Former Ecuadorean Presidential Candidate Nelson Zavala Receives Fine, Political Rights Suspension for Anti-Gay Remarks

Former Ecuadorean presidential candidate and evangelical pastor Nelson Zavala had his political rights suspended for a year and was fined more than $3,000 by an electoral court for making anti-gay remarks during his campaign, the BBC reports:

ZavalaAn electoral court sentenced him for saying gays were "immoral" and suffered from "severe deviation of conduct" during the February election campaign. Lawyers for Mr Zavala, an evangelical preacher who says he can "cure" gay people, said he would appeal.

The candidate came last out of eight candidates with 1.23% of the votes. President Rafael Correa was re-elected for a third term with nearly 60% of the vote.

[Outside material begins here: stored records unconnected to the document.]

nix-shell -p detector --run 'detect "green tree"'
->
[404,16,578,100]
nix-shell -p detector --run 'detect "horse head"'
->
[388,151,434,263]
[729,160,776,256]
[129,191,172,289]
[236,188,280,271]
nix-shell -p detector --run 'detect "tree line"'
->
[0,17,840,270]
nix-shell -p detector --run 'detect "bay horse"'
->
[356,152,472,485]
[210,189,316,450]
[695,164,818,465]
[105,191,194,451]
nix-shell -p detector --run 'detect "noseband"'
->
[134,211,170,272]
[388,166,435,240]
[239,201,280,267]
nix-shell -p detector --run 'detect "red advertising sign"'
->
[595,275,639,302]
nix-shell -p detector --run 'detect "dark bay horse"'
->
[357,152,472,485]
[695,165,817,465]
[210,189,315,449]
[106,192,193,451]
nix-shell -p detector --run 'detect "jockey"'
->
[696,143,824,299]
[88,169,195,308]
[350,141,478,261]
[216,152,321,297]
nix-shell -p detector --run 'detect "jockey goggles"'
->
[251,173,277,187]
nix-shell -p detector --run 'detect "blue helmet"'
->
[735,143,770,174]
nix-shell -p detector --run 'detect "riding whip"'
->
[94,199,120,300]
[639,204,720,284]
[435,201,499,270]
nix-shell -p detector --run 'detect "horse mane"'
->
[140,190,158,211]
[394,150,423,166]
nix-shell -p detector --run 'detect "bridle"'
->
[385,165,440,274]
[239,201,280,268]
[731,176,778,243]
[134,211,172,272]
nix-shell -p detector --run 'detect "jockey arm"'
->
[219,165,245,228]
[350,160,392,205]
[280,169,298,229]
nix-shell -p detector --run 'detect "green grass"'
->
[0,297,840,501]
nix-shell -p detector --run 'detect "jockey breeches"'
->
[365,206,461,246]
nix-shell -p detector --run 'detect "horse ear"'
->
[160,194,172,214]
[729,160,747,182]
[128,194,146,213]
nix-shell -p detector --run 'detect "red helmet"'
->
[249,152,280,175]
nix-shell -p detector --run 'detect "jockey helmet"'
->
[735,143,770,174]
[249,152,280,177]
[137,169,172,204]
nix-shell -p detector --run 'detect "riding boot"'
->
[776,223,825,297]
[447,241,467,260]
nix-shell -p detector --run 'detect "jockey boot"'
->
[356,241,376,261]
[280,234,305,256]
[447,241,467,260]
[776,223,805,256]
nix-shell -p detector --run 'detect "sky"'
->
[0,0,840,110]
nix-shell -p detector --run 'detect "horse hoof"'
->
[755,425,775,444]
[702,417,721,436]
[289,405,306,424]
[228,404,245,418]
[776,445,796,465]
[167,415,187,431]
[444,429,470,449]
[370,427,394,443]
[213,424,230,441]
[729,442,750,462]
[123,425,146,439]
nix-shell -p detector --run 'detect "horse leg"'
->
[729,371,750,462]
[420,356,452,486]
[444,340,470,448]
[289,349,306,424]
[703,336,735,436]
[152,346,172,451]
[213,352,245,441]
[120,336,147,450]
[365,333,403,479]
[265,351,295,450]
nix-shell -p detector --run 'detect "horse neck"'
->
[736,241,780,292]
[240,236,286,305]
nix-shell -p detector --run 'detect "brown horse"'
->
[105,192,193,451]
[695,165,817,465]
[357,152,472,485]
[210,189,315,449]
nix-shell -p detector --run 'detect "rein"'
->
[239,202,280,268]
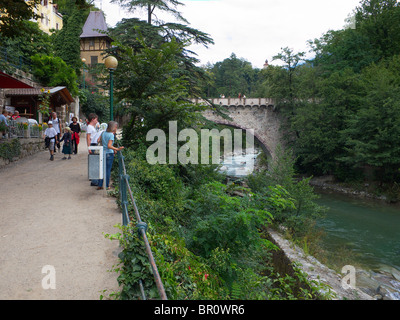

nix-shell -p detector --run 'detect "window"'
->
[90,56,99,66]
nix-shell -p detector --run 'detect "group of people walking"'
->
[44,112,81,161]
[86,113,124,190]
[44,112,124,189]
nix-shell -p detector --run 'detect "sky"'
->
[95,0,360,68]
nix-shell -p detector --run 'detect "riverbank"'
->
[310,176,390,202]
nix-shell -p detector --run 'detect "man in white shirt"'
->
[86,113,99,186]
[86,113,99,154]
[50,112,61,152]
[44,121,58,161]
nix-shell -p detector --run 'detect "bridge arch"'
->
[197,98,284,159]
[212,120,272,157]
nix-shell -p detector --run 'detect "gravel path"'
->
[0,137,121,300]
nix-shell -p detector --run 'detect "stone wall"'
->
[268,230,374,300]
[0,138,45,169]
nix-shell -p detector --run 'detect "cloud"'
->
[101,0,359,68]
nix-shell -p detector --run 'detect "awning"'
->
[4,87,74,104]
[0,71,33,89]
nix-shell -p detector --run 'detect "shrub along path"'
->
[0,137,121,300]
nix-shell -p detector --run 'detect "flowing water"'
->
[221,151,400,300]
[318,193,400,270]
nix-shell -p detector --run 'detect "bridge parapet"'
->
[191,98,275,107]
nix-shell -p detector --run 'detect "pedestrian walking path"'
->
[0,139,121,300]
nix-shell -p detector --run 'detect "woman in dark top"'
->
[69,117,81,154]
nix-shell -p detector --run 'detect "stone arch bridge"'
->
[192,98,284,158]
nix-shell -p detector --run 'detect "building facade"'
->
[35,0,63,34]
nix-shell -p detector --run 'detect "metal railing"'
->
[118,151,168,300]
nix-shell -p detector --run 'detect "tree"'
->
[339,56,400,182]
[0,21,54,60]
[52,7,89,75]
[111,0,187,24]
[0,0,40,38]
[115,39,206,144]
[203,53,259,97]
[32,54,78,96]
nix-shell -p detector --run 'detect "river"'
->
[318,193,400,270]
[221,151,400,300]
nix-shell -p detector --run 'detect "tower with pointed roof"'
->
[80,11,112,87]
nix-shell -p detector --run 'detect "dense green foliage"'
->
[198,0,400,198]
[0,0,40,38]
[108,146,328,300]
[31,54,78,96]
[102,0,328,299]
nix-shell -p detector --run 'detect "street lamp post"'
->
[104,56,118,121]
[82,58,86,89]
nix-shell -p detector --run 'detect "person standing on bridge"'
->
[44,121,57,161]
[86,113,99,186]
[49,112,62,152]
[97,121,124,190]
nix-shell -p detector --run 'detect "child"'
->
[60,127,72,160]
[44,121,57,161]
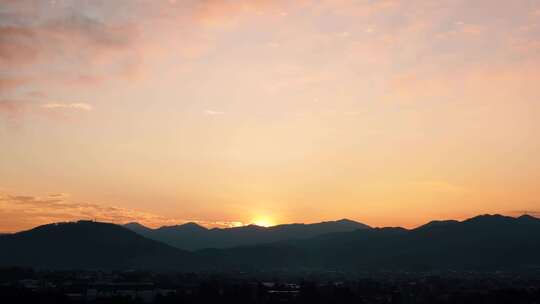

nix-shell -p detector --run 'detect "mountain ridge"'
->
[124,219,371,250]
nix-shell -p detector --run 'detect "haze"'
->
[0,0,540,231]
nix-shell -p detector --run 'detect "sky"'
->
[0,0,540,232]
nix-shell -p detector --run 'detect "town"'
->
[0,268,540,304]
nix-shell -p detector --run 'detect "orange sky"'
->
[0,0,540,231]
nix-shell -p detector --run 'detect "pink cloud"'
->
[0,192,242,232]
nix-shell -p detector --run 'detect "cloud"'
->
[204,110,225,116]
[0,192,242,231]
[41,102,93,111]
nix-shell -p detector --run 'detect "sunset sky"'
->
[0,0,540,232]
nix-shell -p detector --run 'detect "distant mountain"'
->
[208,215,540,271]
[0,221,206,270]
[124,219,370,250]
[0,215,540,271]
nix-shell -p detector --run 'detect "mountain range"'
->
[0,215,540,271]
[124,219,371,250]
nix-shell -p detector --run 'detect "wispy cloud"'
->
[204,110,225,116]
[41,102,93,111]
[0,193,242,232]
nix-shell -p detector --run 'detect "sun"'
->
[253,217,275,227]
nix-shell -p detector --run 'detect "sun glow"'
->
[253,217,275,227]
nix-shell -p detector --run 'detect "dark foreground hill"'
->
[124,219,370,250]
[0,221,205,270]
[208,215,540,271]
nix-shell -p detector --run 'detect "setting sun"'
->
[253,217,275,227]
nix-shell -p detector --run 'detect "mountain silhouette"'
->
[0,215,540,271]
[124,219,370,250]
[201,215,540,271]
[0,221,206,269]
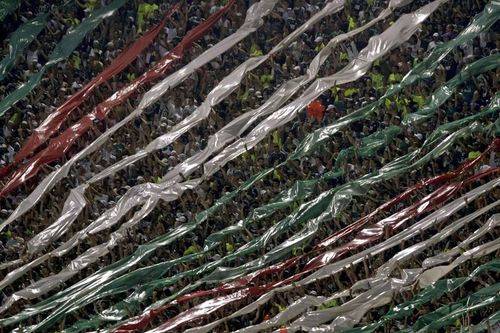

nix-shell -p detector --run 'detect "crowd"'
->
[0,0,500,331]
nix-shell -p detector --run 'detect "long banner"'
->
[0,13,49,81]
[0,0,128,117]
[0,4,179,179]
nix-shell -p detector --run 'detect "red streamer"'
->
[116,139,500,333]
[0,0,236,198]
[0,4,179,179]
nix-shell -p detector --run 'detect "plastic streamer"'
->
[0,0,236,198]
[137,179,500,333]
[23,0,343,254]
[0,0,278,231]
[0,0,128,117]
[149,177,500,333]
[4,65,498,332]
[46,0,499,260]
[0,4,179,177]
[401,283,500,333]
[0,13,49,81]
[287,240,500,333]
[104,143,496,328]
[0,0,21,22]
[1,3,496,326]
[0,88,490,332]
[278,213,500,332]
[236,210,500,333]
[0,0,403,241]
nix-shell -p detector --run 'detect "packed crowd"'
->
[0,0,500,331]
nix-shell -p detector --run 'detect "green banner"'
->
[2,5,498,327]
[0,0,128,116]
[44,99,500,331]
[0,0,21,23]
[0,13,49,81]
[346,259,500,333]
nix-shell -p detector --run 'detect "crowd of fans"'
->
[0,0,500,331]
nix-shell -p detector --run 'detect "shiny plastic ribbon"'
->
[287,240,500,333]
[0,0,236,198]
[0,0,128,117]
[0,86,488,332]
[100,136,496,328]
[23,0,343,253]
[0,0,398,239]
[0,13,49,81]
[149,178,500,333]
[0,4,179,178]
[0,1,494,326]
[9,67,498,332]
[0,0,277,231]
[236,210,500,333]
[0,0,21,22]
[401,283,500,333]
[140,193,500,333]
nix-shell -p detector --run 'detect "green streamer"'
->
[0,0,128,117]
[4,4,498,330]
[401,283,500,333]
[346,259,500,333]
[0,13,49,81]
[0,0,21,22]
[54,97,500,332]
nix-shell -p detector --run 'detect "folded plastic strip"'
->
[0,0,278,231]
[0,0,21,22]
[107,144,498,330]
[0,0,236,198]
[22,0,343,254]
[168,178,500,333]
[141,179,500,333]
[287,239,500,333]
[38,0,445,282]
[0,103,486,330]
[0,4,179,178]
[0,0,128,117]
[20,93,496,332]
[231,210,500,333]
[0,13,49,81]
[199,1,445,179]
[0,0,394,246]
[401,283,500,333]
[0,3,494,324]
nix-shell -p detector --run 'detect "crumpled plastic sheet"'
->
[0,0,21,22]
[0,4,179,178]
[0,0,236,197]
[0,1,496,326]
[195,210,500,333]
[164,178,500,333]
[143,209,500,333]
[0,13,49,81]
[278,213,500,332]
[0,61,496,332]
[345,259,500,333]
[401,283,500,333]
[0,0,128,117]
[0,0,278,231]
[105,160,500,330]
[0,0,398,253]
[204,1,445,175]
[0,0,445,312]
[23,0,344,254]
[3,96,494,332]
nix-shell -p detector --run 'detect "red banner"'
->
[111,139,500,333]
[0,0,236,198]
[0,4,179,179]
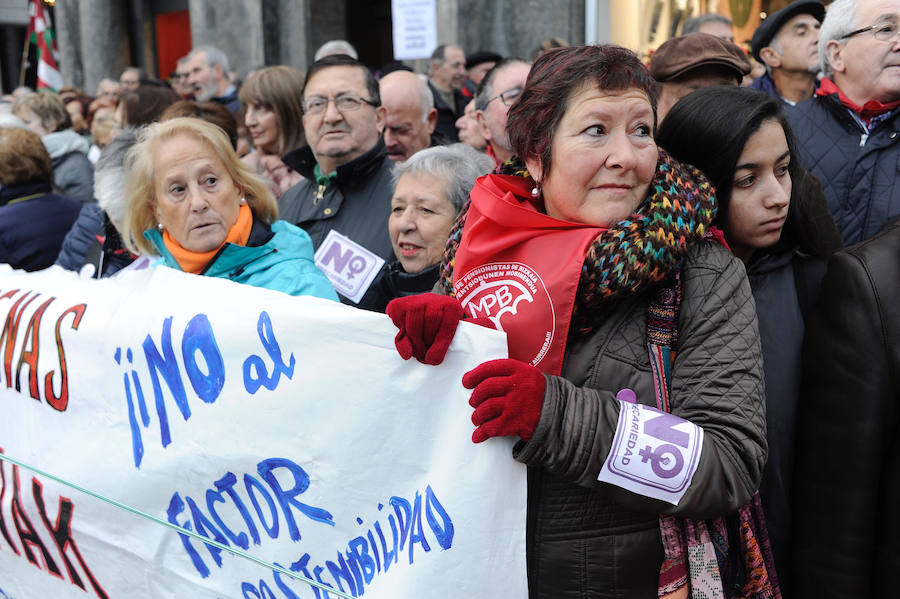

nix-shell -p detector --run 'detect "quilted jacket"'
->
[515,243,766,599]
[786,94,900,245]
[793,219,900,599]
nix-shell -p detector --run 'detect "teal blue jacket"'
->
[144,219,337,301]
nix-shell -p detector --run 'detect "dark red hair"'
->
[506,44,656,178]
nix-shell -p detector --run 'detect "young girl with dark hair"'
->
[656,87,842,592]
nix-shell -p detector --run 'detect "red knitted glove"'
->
[385,293,463,365]
[463,359,546,443]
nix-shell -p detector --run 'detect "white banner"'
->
[391,0,438,60]
[0,266,527,599]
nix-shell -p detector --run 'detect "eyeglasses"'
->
[481,87,522,110]
[303,94,378,114]
[840,21,898,42]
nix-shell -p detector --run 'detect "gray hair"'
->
[313,40,359,62]
[819,0,859,77]
[0,109,28,129]
[94,129,137,229]
[392,143,494,214]
[187,46,231,77]
[681,12,734,35]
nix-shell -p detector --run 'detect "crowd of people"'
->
[0,0,900,598]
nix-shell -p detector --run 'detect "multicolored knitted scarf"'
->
[440,148,716,334]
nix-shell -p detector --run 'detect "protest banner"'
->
[0,266,527,599]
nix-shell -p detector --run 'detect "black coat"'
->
[428,81,470,143]
[793,220,900,599]
[359,260,441,312]
[0,183,81,271]
[786,94,900,245]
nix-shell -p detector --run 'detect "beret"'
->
[650,32,750,82]
[750,0,825,62]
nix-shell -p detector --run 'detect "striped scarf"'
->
[440,148,716,335]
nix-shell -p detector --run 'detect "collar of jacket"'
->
[144,217,275,276]
[281,137,387,186]
[0,183,52,206]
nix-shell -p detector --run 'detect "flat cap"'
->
[466,50,503,71]
[650,32,750,82]
[750,0,825,62]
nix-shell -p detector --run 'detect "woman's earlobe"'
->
[525,158,541,185]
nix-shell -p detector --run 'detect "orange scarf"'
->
[163,204,253,275]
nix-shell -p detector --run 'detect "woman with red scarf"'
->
[387,46,766,599]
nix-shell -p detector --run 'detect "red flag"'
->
[27,0,63,91]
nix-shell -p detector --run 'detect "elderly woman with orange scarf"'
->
[387,46,777,599]
[123,118,337,300]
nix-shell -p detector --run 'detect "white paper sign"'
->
[597,399,703,505]
[391,0,438,60]
[0,266,527,599]
[315,229,384,304]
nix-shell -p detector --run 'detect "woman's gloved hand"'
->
[462,359,546,443]
[385,293,463,365]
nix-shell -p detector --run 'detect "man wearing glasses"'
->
[750,0,825,106]
[278,54,393,302]
[788,0,900,245]
[475,58,531,166]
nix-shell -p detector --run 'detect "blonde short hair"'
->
[13,91,72,133]
[122,117,278,254]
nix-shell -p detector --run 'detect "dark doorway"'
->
[346,0,394,71]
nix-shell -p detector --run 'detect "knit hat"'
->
[750,0,825,62]
[650,32,750,82]
[466,50,503,71]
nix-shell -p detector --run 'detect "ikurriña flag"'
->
[27,0,63,91]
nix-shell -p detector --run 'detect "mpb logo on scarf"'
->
[454,262,556,366]
[453,175,604,375]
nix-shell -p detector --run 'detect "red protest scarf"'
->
[816,77,900,123]
[453,175,605,375]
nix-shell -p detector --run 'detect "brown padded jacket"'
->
[515,242,766,599]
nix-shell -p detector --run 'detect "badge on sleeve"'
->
[597,399,703,505]
[315,229,384,303]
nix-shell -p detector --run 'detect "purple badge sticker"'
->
[597,398,703,505]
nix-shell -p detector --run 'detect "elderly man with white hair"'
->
[185,46,241,114]
[788,0,900,245]
[379,71,447,162]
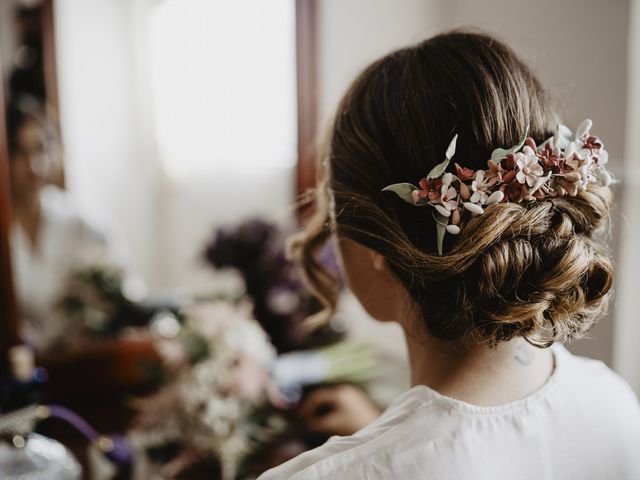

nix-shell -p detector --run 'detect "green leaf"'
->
[427,133,458,179]
[427,158,449,179]
[444,133,458,160]
[491,125,529,162]
[436,213,449,256]
[382,183,419,205]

The ruling bars Mr Zavala from standing as a candidate, affiliating himself or being involved with a political party or movement.

The BBC add:

Gays and lesbian activists applauded the decision, which was called a "milestone".

Mr Zavala's comments in February were denounced to the electoral authorities by a number of groups.

Judge Patricia Baca Mancheno found Mr Zavala violated the electoral code, which "forbids candidates of publicly expressing any thoughts that discriminate or affect other people's dignity or utilise symbols, expressions or allusions of a religious nature."


  1. Thomas says

    I’m sure this would result in a much more pleasant political atmosphere and help weed out the most extreme rhetoric. In that sense, I applaud a law like this.

    But I can’t help but think it goes too far. Way too far. Many political positions are inherently tied to morality and, by extension for many people, to religion. If your ideas suck and people don’t like your rhetoric, isn’t it enough to lose in the marketplace of ideas? The guy only got 1.23% of the vote. His ideas lost. But what if he had been the winner? The line between valid political speech and “hate speech” seems pretty fuzzy under this law.

  2. M_Lancaster says

    Then don’t move to Ecuador.

    This feels very rational and enlightened.

    Imagine Santorum with the same restrictions, it might have given him more time to address real issues and further demonstrate how little he knew.

  3. SayTheTruth says

    Good, a turn in the right direction.
    Tolerating intolerants is a way to degrade democracy; in countries where authoritarianism is historically very recent, hatred speech should not be taken lightly.
    You can say the same without pleading for the nullification of eradication of a minority group.

  4. Pete N SFO says

    I kinda like the idea… especially when running for office. That is different than shooting your mouth off on the couch. There ought to be a higher level of accountability w/ a national platform. I would welcome it.

  5. JJ says

    Religion has had a long run. Many eons–cruel and bloody ones–to show that it’s the source of morality. What it has shown, through torture, slavery, genocide, and countless other crimes against humanity, is that nothing could be further from the truth. Morality is not a fruit of religion, it’s a casualty, and humanity becomes moral in spite of religion, not because of it. The further above religion humanity rises, the more moral it becomes.

    Nothing unjust can come of this law, because no morally just ambition needs religion to make its case. Indeed religion _cannot_ underpin any moral position, because, even after many thousands of years, it still has no evidence and no facts to prove its claim that morality comes from devine revelation.